The Sun enters Taurus and gets us moving and grooving. Plan to nibble in new pastures, run along with the bulls and enjoy the upcoming spring weather. Ready? Set? Go, go. go!
ARIES (03.21-04.20) Don’t think that your best days are behind you, gay Ram. Far from it. You find ways to leverage your assets and make them pay off in big dividends. The secret is to make carefully considered decisions and then take action. You find that you have the resources to shop till you drop. Hey, how much for that little trinket by the bar? Oh, why not just treat yourself.

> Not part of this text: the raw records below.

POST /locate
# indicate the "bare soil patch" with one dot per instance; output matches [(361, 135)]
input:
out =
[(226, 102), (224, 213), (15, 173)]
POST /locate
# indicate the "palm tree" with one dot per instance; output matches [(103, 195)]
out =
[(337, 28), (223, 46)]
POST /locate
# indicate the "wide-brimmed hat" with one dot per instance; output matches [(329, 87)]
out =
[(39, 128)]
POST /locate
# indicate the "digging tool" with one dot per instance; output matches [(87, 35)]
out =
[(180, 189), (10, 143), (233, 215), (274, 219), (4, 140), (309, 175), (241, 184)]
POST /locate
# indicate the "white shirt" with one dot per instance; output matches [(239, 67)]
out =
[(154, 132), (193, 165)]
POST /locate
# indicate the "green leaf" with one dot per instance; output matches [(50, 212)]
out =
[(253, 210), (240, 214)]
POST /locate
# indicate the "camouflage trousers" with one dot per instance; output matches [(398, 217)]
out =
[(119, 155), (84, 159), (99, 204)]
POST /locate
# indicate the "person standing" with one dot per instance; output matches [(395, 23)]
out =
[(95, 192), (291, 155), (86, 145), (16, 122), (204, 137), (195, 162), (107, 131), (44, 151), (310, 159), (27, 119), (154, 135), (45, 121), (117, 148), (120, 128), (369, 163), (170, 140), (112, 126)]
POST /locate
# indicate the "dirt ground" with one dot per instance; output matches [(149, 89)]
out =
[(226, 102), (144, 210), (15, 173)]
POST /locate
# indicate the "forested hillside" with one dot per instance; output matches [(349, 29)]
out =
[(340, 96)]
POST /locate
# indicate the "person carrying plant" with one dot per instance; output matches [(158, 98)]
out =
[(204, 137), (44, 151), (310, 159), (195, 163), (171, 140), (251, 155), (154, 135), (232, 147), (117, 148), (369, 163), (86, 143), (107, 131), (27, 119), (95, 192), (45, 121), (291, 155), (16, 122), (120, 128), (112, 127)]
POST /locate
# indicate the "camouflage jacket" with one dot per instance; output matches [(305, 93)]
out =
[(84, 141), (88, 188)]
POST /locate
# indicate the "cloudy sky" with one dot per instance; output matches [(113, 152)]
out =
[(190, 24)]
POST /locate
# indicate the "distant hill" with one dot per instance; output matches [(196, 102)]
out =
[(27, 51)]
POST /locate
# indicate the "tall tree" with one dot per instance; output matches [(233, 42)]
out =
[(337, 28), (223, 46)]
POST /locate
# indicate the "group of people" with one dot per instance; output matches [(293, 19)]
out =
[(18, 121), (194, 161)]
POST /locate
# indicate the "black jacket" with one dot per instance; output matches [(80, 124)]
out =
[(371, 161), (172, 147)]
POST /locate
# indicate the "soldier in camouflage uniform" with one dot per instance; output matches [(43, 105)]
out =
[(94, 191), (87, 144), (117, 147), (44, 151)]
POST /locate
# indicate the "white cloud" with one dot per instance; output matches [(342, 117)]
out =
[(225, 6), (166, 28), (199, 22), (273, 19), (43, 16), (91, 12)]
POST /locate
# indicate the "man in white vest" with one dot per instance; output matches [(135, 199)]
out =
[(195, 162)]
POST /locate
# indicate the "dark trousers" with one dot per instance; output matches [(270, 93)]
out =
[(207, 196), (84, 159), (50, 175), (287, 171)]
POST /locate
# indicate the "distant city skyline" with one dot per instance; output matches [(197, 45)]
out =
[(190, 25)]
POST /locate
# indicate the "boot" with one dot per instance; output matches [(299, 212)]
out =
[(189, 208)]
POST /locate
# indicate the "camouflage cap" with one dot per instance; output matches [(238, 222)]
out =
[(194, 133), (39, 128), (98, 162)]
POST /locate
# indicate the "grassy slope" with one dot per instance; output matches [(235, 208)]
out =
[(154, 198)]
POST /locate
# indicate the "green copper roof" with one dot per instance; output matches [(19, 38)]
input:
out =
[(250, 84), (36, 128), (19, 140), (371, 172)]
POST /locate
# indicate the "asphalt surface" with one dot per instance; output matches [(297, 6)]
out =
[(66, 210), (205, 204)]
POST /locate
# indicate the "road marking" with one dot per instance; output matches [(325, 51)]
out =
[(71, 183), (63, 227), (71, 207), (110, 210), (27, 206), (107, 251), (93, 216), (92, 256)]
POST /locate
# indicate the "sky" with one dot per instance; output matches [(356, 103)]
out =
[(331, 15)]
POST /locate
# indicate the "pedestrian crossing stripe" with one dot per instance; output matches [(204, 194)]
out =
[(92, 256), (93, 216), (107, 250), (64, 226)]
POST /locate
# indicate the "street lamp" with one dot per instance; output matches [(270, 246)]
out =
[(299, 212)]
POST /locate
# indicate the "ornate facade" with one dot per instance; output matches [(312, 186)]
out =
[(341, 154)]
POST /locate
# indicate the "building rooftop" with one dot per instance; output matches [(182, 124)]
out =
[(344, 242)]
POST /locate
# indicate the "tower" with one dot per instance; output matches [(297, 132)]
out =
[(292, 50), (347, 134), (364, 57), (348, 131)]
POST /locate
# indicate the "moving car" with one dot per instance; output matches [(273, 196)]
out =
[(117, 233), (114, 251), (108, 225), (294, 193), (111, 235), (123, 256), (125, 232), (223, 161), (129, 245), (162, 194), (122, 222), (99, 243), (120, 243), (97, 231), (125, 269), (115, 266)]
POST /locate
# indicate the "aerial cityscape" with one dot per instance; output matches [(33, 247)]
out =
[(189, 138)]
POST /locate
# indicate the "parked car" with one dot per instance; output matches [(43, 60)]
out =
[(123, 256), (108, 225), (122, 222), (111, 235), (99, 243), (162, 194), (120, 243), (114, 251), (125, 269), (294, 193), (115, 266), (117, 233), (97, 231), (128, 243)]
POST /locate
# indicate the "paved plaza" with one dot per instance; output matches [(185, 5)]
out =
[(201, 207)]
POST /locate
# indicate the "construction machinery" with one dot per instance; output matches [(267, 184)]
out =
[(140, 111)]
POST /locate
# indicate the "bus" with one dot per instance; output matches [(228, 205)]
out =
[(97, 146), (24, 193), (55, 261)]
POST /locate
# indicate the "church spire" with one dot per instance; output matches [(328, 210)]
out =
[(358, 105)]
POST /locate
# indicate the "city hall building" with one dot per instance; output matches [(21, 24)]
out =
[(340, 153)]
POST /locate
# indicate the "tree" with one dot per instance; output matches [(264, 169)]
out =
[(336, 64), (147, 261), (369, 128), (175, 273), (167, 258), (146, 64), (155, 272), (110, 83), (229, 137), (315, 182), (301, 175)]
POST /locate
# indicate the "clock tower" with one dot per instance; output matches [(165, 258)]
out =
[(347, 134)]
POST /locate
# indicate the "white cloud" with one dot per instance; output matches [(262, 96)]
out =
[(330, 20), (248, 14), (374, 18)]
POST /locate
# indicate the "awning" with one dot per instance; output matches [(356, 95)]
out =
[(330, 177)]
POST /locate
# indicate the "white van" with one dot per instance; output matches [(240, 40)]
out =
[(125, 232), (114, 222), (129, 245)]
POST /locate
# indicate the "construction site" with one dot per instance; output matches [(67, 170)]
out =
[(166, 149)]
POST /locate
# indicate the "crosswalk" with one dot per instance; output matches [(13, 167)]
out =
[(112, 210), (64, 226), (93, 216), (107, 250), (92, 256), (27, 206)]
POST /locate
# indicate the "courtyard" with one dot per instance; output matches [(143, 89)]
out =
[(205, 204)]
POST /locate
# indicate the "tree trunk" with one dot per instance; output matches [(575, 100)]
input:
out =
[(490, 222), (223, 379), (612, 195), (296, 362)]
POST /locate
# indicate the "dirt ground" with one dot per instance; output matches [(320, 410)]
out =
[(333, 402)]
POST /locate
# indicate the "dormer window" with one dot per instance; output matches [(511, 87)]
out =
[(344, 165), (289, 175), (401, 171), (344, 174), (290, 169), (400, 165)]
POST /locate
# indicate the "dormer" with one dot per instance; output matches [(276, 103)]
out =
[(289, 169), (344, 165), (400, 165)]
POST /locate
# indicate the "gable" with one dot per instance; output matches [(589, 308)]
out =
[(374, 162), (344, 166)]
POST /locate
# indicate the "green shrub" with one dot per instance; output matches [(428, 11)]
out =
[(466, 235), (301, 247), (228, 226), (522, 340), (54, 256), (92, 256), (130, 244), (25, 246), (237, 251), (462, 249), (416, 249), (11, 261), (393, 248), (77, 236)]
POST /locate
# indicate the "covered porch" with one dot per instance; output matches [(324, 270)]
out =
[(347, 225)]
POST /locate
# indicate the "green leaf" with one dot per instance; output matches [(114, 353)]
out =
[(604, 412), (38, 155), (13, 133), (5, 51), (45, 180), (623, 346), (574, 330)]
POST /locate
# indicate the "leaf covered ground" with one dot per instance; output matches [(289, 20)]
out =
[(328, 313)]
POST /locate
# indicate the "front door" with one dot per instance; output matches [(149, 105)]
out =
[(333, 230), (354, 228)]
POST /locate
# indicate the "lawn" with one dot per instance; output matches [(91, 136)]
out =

TAURUS (04.21-05.21) This a time of great opportunity and personal advancement. Queer Bulls can turn on the charm with just about anyone and achieve maximum impact. Meet and greet and sway a few opinions in the schmoozing process. But, limit your availability, lest you squander your limited and valuable time. Some blockheads are simply not worth the effort. You know who they are.
GEMINI (05.22-06.21) A light shines in your dark, dank closet. So, what are you waiting for? Pry it open and empty it out. Pink Twins feel like a weight has been lifted off their shoulders when the gremlins fade in the light of day. Cart out the trash and burn it to hell. You have nothing to fear but your old, out-of-date wardrobe. And, we’ll attend to that later.
CANCER (06.22-07.23) Zesty gay Crabs enjoy the company of good friends. Be a joiner and a co-joiner in various new groups and organizations. You never know who you can meet and who will figure prominently in your future plans. I hear the gardening club has an opening for a someone who likes to plant a few seeds. But, watch where you stick that green thumb, buddy.
LEO (07.24-08.23) The corporate superhighway almost seems manageable. Good. Now is the time to review your cruising speed. Proud Lions must use this time to roll out their grand scale professional plans or else become roadkill. Charisma and charm are turned on high and you can position yourself effectively with the powers that be. Remember us drones on your way up.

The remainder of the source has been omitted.